Pasal 1(8) UU No. 30/2004 mengatur “Minuta akta adalah asli akta Notaris” sebagaimana dalam UU No. 2/2014 diubah menjadi “Minuta Akta adalah asli Akta yang mencantumkan tanda tangan Para Penghadap, saksi, dan Notaris, yang disimpan sebagai bagian dari protokol Notaris”. Berdasarkan pengertian tersebut berarti tanda tangan ketiga unsur/pihak tersebut harus ada dalam minuta akta. Substansi Pasal 1 (8) dalam UU No. 30/2004 dan UU No. 2/2014 berbeda. Dalam UU No. 30/2004, Pasal 1 angka 8 tersebut tidak menegaskan bahwa Minuta Akta harus mencantumkan tanda tangan Penghadap, yang berarti bahwa Penghadap boleh membubuhkan sidik jari baik yang mampu tanda tangan maupun yang tidak mampu untuk tanda tangan, ataupun Penghadap boleh mencantumkan kedua-duanya sebagai kehati-hatian Notaris. Namun, Pasal 1 angka (8) UU No. 2/2014 menegaskan keharusan mencantumkan tanda tangan sebagaimana tersebut diatas. Pasal 1 angka (8) UU No. 2/2014 tidak menegaskan mengenai Penghadap yang tidak mampu untuk tanda tangan. Namun, Pasal tersebut harus dihubungkan dengan Pasal 16 (1) c UU No. 2/2014. Pasal 16 (1) c UU No. 2/2014 mengatur “Dalam menjalankan jabatannya, Notaris wajib melekatkan surat dan dokumen serta sidik jari penghadap pada Minuta Akta”.

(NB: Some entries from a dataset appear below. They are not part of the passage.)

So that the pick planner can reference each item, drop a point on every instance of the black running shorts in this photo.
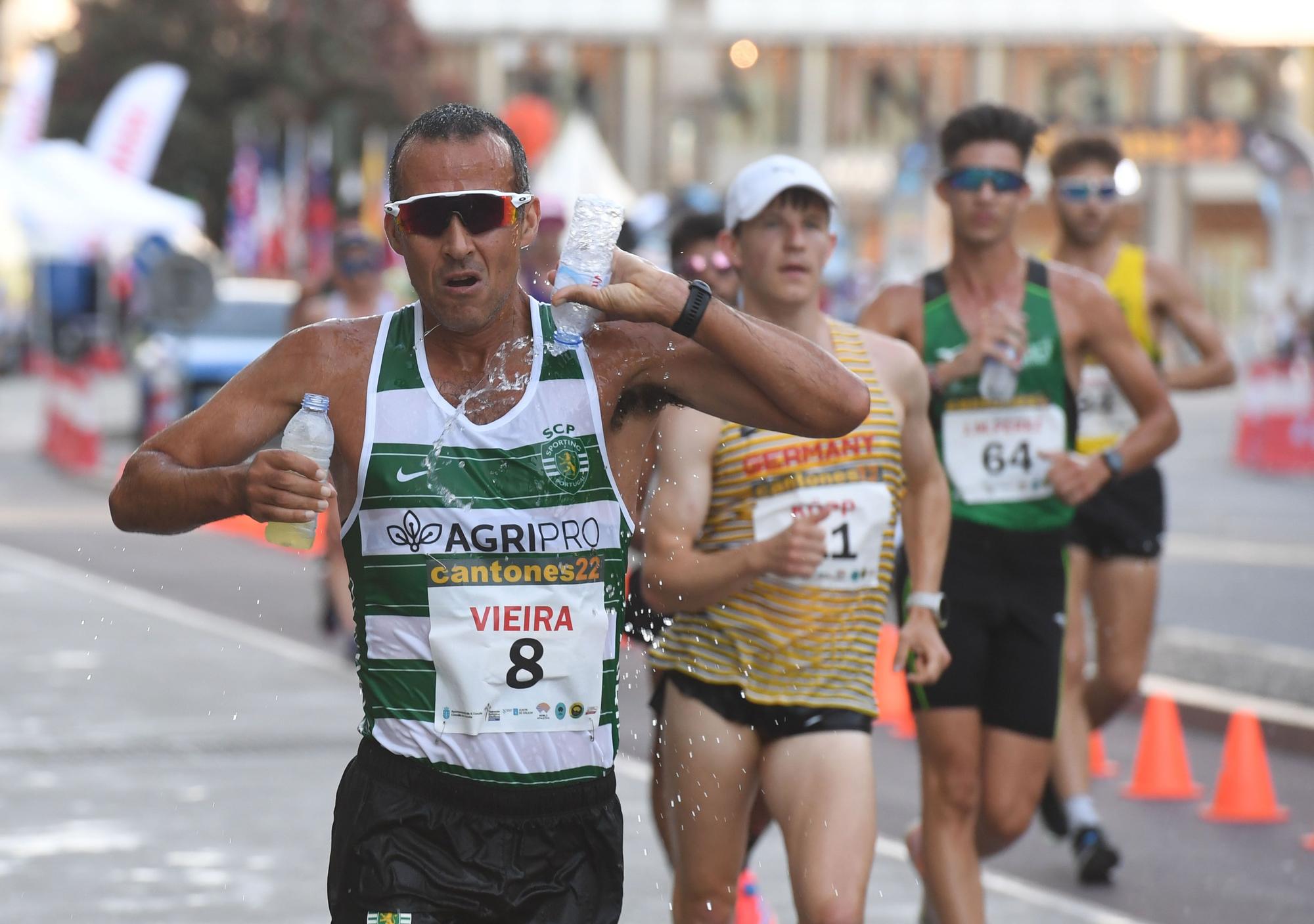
(769, 722)
(1005, 604)
(1125, 519)
(450, 851)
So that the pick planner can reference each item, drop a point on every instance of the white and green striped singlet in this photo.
(488, 578)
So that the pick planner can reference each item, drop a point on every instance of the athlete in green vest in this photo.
(486, 486)
(986, 730)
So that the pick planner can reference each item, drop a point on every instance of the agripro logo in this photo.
(566, 461)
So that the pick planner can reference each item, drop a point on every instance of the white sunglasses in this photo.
(482, 210)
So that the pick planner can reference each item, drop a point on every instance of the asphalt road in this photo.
(160, 768)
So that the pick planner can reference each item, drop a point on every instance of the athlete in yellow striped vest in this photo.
(775, 553)
(1115, 546)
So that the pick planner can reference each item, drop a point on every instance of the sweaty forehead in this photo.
(994, 152)
(447, 164)
(1089, 169)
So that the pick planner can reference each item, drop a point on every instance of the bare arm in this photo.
(677, 575)
(195, 472)
(926, 508)
(926, 514)
(1181, 303)
(1110, 339)
(897, 313)
(1106, 334)
(735, 368)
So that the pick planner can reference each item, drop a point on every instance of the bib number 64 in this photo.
(522, 665)
(997, 457)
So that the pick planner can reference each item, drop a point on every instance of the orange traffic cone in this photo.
(892, 687)
(1102, 768)
(1162, 770)
(1245, 788)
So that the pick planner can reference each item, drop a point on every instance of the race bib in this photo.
(993, 454)
(856, 524)
(518, 644)
(1104, 415)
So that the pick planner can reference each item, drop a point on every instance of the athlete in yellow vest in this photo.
(1116, 536)
(775, 557)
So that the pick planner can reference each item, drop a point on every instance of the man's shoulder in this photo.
(888, 351)
(332, 343)
(894, 307)
(1073, 286)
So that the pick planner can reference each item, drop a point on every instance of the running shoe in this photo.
(1095, 858)
(1053, 814)
(751, 908)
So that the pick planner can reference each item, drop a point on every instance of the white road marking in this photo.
(194, 617)
(1195, 548)
(1220, 644)
(165, 608)
(1202, 696)
(1002, 884)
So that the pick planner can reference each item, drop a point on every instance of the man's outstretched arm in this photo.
(735, 366)
(196, 470)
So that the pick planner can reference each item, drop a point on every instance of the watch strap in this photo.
(700, 297)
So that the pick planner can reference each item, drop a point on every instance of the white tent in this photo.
(74, 205)
(579, 164)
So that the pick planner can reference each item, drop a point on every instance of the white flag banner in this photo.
(135, 120)
(26, 110)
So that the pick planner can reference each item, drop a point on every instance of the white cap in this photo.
(761, 181)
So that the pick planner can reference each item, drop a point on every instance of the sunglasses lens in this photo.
(969, 180)
(479, 213)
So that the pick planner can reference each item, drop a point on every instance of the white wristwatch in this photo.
(928, 600)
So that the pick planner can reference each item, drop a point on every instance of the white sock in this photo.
(1082, 813)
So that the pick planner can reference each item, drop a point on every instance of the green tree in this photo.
(267, 62)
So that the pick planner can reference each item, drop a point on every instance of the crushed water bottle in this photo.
(311, 433)
(998, 381)
(585, 260)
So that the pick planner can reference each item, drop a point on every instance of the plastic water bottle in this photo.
(311, 433)
(585, 260)
(998, 381)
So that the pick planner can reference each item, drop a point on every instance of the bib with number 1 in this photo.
(857, 519)
(513, 655)
(1104, 414)
(993, 454)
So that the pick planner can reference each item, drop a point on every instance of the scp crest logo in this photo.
(566, 462)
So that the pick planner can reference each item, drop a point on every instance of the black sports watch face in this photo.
(1114, 458)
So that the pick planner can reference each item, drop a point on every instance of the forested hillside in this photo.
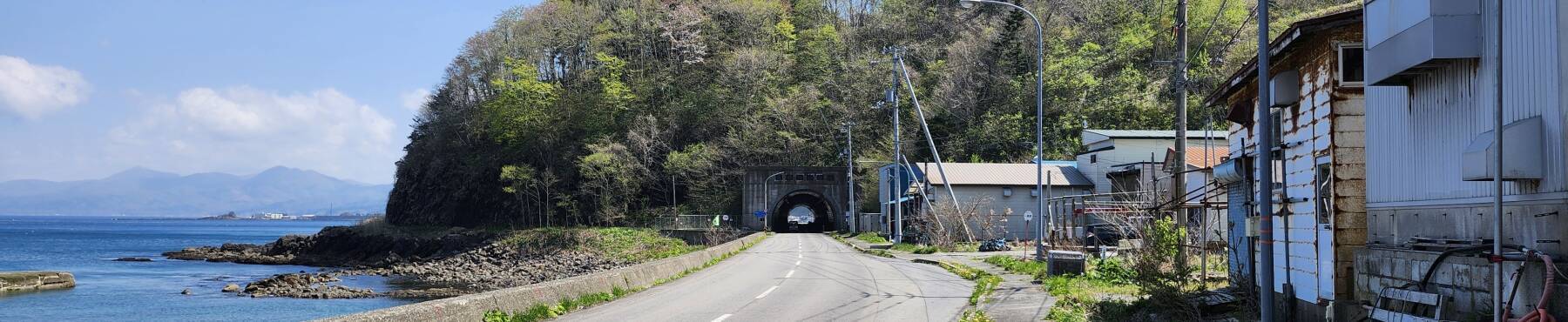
(598, 111)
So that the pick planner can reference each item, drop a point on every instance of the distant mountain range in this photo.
(141, 191)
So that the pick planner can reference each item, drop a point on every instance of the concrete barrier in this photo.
(472, 306)
(23, 282)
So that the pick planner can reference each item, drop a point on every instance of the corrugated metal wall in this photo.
(1418, 133)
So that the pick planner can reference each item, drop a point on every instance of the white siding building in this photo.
(1317, 184)
(1429, 127)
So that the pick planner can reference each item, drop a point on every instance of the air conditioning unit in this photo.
(1521, 153)
(1285, 88)
(1410, 37)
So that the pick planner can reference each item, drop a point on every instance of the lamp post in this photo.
(767, 199)
(1040, 108)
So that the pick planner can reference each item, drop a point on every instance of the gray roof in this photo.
(1004, 174)
(1154, 133)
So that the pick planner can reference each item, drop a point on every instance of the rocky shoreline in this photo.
(429, 265)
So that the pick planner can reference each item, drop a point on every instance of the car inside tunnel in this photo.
(801, 211)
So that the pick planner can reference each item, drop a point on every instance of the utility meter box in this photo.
(1285, 88)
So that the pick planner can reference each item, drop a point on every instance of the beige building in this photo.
(999, 194)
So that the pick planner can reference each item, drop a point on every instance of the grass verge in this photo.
(870, 238)
(572, 304)
(915, 249)
(1105, 292)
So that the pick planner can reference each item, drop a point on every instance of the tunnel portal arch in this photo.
(819, 206)
(770, 192)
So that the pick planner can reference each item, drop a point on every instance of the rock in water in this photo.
(305, 286)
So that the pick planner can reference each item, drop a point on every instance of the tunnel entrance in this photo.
(801, 211)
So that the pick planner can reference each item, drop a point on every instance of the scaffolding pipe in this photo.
(932, 143)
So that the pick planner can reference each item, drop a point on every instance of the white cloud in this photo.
(243, 130)
(416, 99)
(31, 91)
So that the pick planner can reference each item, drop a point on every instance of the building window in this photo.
(1324, 186)
(1352, 70)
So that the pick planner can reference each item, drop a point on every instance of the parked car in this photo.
(1105, 235)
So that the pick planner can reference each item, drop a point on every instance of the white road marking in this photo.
(766, 294)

Pasal itu tidak tegas mengatur mengenai prosedur pembubuhan sidik jari apakah menggunakan minuta akta yang dilekatkan lembaran kertas tersendiri, selain itu juga tidak

dijelaskan mengenai siapa yang wajib membubuhkan sidik jari tersebut, apakah seluruh penghadap walaupun telah menandatangani minuta akta ataukah yang tidak mampu tanda tangan saja. Mengenai seluruh sidik jari tangan atau sidik jari tertentu saja yang digunakan juga tidak diatur dalam Pasal tersebut. Mengenai hal tersebut, terdapat beberapa pendapat atau penafsiran mengenai Pasal 16 ayat 1 (c), yaitu:

  • 1.    “Penghadap yang bisa tanda tangan tetap membubuhkan tanda tangannya pada lembar kertas/lembaran Minuta Akta, juga untuk membubuhkan sidik jarinya dengan penghadap yang tidak bisa membubuhkan tanda tangannya pada kertas/lembaran tersendiri (lembaran kertas yang sama atau dibuat untuk tiap penghadap) yang akan dilekatkan pada Minuta Akta yang bersangkutan. Dengan kata lain, untuk penghadap yang bisa tanda tangan, tetap membubuhkan tanda tangan dan sidik jarinya.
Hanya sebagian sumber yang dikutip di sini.